Wednesday, August 19, 2015

Back in the Land of Milk and Money


 Many of you asked me to continue with this blog rather than starting a new one; I’m happy to oblige and spare you the hassle of bookmarking a new URL… So my travails will continue here, hope you’ll continue to find them intriguing. 

Hardly had I begun to adjust to being back in Zurich than a nettlesome restlessness overcame me.  After just three weeks of office time, sitting on my duff and staring at my computer screen, I clearly needed to get out of Dodge for a while.  Plus, a record hot summer in a city with scant air conditioning is really no fun.  Circumstances conspired to enable a whole week’s escape from the steaming asphalt and chilling stresses of the urban work world, and after briefly considering a beach vacay in the Mediterranean, I opted instead for a good ol’ Swiss summer sojourn: to the mountains.

So yay, a mini road trip! 
After driving west for less than 2 hours, I cross the Röstigraben, the linguistic – cultural – culinary – temperamental divide between the Germanic and the Romandie regions. Within 100 meters grüezi becomes bonjour, and this in the same country!  This is truly one of the things I love most about Europe – now if we could just get rid of that pesky currency and revert to a myriad of pesos, lire, schilling, marks, guilder, dinar and the like. 

I cruise through the picturesque landscape that tourists, marketing mavens, and locals alike love: rolling hills of green grass dotted with dark-timbered farmhouses, thick bales of golden hay, and black-and-white dairy cows. Red carnations in window boxes as far as the eye can see.  Snow-tipped mountains (biggest over 4K) as backdrop. Pass the cheese-producing areas of Gruyère and Emmental, the vineyards of Yvorne and Aigle, and arrive in the idyllic, beautifully preserved village of Vers-l’Église in the Vaudoise Alps.
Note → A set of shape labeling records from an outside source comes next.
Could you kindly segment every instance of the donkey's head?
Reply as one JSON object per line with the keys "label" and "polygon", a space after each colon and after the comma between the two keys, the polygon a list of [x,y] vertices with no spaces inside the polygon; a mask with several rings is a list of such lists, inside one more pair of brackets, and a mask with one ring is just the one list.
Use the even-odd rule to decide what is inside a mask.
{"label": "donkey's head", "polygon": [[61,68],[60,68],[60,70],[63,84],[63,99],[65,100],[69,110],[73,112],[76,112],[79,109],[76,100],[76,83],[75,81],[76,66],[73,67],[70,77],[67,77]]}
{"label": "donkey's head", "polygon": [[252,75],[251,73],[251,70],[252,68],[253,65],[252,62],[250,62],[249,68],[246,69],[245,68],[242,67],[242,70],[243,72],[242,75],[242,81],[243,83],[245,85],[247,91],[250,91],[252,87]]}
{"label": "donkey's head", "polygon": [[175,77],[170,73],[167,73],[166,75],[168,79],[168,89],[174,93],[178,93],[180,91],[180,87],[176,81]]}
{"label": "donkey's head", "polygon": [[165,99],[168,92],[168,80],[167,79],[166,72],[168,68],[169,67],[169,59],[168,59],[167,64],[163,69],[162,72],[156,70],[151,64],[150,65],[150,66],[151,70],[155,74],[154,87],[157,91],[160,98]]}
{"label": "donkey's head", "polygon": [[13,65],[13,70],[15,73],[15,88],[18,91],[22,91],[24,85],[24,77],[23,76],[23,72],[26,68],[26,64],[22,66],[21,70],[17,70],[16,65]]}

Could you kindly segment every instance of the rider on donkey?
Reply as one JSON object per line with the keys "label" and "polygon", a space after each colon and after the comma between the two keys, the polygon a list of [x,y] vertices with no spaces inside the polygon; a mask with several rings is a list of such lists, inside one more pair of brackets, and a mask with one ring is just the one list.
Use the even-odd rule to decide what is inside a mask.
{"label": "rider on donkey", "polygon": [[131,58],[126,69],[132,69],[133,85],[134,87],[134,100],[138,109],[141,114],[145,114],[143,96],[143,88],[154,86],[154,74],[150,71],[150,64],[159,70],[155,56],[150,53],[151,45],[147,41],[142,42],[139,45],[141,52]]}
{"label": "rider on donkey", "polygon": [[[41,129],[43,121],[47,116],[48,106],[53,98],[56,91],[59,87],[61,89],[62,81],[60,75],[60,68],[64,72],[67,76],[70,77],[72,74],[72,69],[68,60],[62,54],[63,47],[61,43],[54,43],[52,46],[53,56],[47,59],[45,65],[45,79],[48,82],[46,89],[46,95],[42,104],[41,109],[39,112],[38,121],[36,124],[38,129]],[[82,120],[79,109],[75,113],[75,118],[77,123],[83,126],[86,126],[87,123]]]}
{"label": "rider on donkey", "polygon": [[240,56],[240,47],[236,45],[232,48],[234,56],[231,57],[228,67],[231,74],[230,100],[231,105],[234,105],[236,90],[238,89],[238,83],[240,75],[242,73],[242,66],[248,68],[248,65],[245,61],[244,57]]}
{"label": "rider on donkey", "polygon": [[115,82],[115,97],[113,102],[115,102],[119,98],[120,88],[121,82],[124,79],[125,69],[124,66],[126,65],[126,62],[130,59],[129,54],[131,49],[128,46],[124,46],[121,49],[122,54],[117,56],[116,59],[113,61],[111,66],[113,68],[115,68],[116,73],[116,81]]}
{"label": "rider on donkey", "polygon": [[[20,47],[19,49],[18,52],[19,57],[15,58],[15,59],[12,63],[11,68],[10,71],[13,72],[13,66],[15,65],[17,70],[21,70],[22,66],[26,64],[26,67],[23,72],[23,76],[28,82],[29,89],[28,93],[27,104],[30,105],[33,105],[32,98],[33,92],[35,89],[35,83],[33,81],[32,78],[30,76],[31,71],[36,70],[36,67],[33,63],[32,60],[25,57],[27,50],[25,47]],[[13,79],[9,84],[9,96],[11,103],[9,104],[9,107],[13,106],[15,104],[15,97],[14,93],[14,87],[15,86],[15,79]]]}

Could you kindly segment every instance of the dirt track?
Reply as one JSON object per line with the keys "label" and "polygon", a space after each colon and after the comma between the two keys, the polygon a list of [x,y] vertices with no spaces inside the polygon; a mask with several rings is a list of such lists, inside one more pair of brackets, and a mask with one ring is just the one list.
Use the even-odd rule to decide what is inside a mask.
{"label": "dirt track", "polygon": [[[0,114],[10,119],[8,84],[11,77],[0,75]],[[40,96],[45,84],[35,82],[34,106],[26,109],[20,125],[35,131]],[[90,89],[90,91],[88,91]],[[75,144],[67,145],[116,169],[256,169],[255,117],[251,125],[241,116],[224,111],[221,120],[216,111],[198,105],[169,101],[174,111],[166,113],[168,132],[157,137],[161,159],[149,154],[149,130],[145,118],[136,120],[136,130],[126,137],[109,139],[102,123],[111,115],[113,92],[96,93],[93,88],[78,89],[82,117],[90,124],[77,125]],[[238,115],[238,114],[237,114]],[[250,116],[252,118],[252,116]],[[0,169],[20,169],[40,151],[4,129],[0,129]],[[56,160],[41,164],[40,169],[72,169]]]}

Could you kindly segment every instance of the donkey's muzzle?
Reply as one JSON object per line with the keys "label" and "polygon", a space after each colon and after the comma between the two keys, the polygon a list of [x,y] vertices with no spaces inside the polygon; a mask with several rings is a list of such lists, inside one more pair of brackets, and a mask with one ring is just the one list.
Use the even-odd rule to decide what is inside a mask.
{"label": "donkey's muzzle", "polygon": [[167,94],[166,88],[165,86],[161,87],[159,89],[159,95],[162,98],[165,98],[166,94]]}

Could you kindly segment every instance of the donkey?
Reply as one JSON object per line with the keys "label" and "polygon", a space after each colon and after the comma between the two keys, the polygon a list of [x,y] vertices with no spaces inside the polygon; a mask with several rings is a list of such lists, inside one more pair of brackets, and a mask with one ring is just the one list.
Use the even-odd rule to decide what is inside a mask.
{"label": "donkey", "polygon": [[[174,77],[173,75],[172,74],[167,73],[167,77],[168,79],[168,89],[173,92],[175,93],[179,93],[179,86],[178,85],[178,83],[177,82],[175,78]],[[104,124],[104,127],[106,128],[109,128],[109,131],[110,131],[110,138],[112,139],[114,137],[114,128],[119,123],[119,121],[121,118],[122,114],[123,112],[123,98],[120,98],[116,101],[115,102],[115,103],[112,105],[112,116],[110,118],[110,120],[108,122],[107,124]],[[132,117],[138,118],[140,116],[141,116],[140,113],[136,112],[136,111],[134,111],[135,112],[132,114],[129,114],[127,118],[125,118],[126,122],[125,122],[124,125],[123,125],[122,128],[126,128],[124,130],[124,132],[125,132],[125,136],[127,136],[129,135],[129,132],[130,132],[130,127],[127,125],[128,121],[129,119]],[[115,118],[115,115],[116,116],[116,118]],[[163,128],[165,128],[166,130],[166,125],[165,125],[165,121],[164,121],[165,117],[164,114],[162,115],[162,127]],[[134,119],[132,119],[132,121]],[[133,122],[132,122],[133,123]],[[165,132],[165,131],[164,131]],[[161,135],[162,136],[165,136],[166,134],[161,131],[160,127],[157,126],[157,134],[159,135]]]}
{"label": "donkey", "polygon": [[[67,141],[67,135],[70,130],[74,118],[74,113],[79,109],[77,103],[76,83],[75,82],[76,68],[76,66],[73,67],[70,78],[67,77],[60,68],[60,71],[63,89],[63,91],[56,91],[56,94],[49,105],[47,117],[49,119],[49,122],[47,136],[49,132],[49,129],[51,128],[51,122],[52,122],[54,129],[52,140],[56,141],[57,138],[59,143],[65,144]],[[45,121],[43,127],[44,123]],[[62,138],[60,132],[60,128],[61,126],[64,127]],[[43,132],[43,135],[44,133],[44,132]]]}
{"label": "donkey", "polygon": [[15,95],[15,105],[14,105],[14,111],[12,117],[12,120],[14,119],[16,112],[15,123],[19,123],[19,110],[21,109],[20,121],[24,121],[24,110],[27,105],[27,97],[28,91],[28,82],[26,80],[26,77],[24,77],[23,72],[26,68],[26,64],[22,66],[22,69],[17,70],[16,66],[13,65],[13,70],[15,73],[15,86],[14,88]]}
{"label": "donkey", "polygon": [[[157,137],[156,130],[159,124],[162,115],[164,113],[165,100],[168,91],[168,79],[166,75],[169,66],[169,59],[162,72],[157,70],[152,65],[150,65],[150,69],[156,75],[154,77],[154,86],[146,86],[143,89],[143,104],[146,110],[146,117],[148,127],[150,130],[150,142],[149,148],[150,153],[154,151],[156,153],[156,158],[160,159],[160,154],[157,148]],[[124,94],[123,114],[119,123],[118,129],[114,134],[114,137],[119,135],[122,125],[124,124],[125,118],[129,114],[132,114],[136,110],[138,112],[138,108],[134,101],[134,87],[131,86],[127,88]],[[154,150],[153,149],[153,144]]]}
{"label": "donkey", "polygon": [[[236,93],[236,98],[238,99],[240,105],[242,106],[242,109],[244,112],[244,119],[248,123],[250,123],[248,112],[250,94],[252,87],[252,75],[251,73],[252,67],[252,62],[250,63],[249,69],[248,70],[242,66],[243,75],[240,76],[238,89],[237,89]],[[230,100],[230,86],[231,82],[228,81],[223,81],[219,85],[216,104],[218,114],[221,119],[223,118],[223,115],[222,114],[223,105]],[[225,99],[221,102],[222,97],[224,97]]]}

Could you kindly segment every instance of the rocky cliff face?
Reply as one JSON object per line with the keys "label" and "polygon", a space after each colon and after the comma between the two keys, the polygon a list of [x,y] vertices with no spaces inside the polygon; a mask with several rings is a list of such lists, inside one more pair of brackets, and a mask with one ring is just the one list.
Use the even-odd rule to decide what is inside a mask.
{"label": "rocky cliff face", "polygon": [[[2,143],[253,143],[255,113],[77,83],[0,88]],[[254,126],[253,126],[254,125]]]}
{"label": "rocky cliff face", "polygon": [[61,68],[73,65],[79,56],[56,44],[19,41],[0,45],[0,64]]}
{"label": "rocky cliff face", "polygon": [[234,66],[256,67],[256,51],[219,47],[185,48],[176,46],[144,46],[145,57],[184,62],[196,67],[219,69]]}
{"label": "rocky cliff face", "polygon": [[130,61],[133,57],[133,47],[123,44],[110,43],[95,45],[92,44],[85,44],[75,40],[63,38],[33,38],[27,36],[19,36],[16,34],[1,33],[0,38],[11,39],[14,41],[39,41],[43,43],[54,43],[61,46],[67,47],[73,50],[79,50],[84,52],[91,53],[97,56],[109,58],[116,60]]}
A dear friend has generously lent me her über-charming chalet and I revel in my alone-time to spend 7 days
reading writing hiking
hiking reading writing
writing hiking reading

Back in my travel togs, with only myself to answer to, I am once again free of the responsibilities of reality and the respite is particularly sweet in the cool relief of 1200 meters.  I even unintentionally have a day of silence (try it some time, does wonders) and soon feel the tension melting away like the ice from the local glacier.